By analyzing existing cross correlation between Bonus Biogroup and Galileo Tech, you can compare the effects of market volatilities on Bonus Biogroup and Galileo Tech and check how they will diversify away market risk if combined in the same portfolio for a given time horizon. You can also utilize pair trading strategies of matching a long position in Bonus Biogroup with a short position of Galileo Tech. Check out your portfolio center. Please also check ongoing floating volatility patterns of Bonus Biogroup and Galileo Tech.

Diversification Opportunities for Bonus Biogroup and Galileo Tech

-0.44
  Correlation Coefficient

Very good diversification

The 3 months correlation between Bonus and Galileo is -0.44. Overlapping area represents the amount of risk that can be diversified away by holding Bonus Biogroup and Galileo Tech in the same portfolio, assuming nothing else is changed. The correlation between historical prices or returns on Galileo Tech and Bonus Biogroup is a relative statistical measure of the degree to which these equity instruments tend to move together. The correlation coefficient measures the extent to which returns on Bonus Biogroup are associated (or correlated) with Galileo Tech. Values of the correlation coefficient range from -1 to +1, where. The correlation of zero (0) is possible when the price movement of Galileo Tech has no effect on the direction of Bonus Biogroup i.e., Bonus Biogroup and Galileo Tech go up and down completely randomly.

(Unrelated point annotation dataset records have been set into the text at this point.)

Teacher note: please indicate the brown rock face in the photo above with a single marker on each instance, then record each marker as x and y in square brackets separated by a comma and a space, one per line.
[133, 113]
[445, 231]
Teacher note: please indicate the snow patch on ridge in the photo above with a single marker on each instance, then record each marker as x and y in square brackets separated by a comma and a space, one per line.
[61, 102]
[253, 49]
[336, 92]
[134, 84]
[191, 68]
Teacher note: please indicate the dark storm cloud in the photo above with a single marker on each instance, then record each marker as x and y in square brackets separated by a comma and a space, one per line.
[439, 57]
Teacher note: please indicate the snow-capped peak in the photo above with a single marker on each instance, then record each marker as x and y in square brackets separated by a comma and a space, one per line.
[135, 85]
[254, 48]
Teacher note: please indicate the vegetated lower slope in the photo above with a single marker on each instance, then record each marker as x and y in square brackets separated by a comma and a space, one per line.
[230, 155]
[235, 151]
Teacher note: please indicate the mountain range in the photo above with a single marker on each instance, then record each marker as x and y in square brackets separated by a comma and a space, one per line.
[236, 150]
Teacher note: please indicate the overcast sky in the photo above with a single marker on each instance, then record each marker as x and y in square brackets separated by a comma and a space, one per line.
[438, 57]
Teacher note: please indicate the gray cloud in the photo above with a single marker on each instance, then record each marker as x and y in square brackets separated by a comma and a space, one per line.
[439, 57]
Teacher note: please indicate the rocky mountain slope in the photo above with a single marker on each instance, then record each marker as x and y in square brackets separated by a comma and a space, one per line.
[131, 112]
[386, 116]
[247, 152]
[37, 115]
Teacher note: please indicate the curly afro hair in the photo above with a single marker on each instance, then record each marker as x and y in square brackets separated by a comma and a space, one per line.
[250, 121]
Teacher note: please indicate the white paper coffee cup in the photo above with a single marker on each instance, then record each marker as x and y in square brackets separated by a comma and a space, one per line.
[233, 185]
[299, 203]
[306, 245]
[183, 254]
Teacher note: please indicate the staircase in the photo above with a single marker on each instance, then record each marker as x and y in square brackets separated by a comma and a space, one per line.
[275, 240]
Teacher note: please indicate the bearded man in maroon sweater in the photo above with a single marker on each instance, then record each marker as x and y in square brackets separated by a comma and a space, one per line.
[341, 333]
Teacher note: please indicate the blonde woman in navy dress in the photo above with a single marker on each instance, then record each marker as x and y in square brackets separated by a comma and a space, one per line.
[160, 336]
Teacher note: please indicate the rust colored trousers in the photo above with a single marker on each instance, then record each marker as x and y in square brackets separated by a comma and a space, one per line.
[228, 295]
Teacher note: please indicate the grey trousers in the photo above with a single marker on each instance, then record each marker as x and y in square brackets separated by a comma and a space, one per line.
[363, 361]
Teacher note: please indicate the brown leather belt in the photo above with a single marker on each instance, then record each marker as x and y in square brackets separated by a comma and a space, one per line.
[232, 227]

Pair Corralation between Bonus Biogroup and Galileo Tech

Assuming the 90 days trading horizon Bonus Biogroup is expected to generate 1.35 times more return on investment than Galileo Tech. However, Bonus Biogroup is 1.35 times more volatile than Galileo Tech. It trades about 0.16 of its potential returns per unit of risk. Galileo Tech is currently generating about -0.06 per unit of risk. If you would invest  1,090  in Bonus Biogroup on December 30, 2024 and sell it today you would earn a total of  650.00  from holding Bonus Biogroup or generate 59.63% return on investment over 90 days.
Time Period3 Months [change]
DirectionMoves Against 
StrengthVery Weak
Accuracy100.0%
ValuesDaily Returns

Bonus Biogroup  vs.  Galileo Tech

 Performance 
       Timeline  
Bonus Biogroup 

Risk-Adjusted Performance

Good

 
Weak
 
Strong
Compared to the overall equity markets, risk-adjusted returns on investments in Bonus Biogroup are ranked lower than 12 (%) of all global equities and portfolios over the last 90 days. Despite somewhat weak basic indicators, Bonus Biogroup sustained solid returns over the last few months and may actually be approaching a breakup point.
Galileo Tech 

Risk-Adjusted Performance

Very Weak

 
Weak
 
Strong
Over the last 90 days Galileo Tech has generated negative risk-adjusted returns adding no value to investors with long positions. Despite weak performance in the last few months, the Stock's basic indicators remain somewhat strong which may send shares a bit higher in April 2025. The current disturbance may also be a sign of long term up-swing for the company investors.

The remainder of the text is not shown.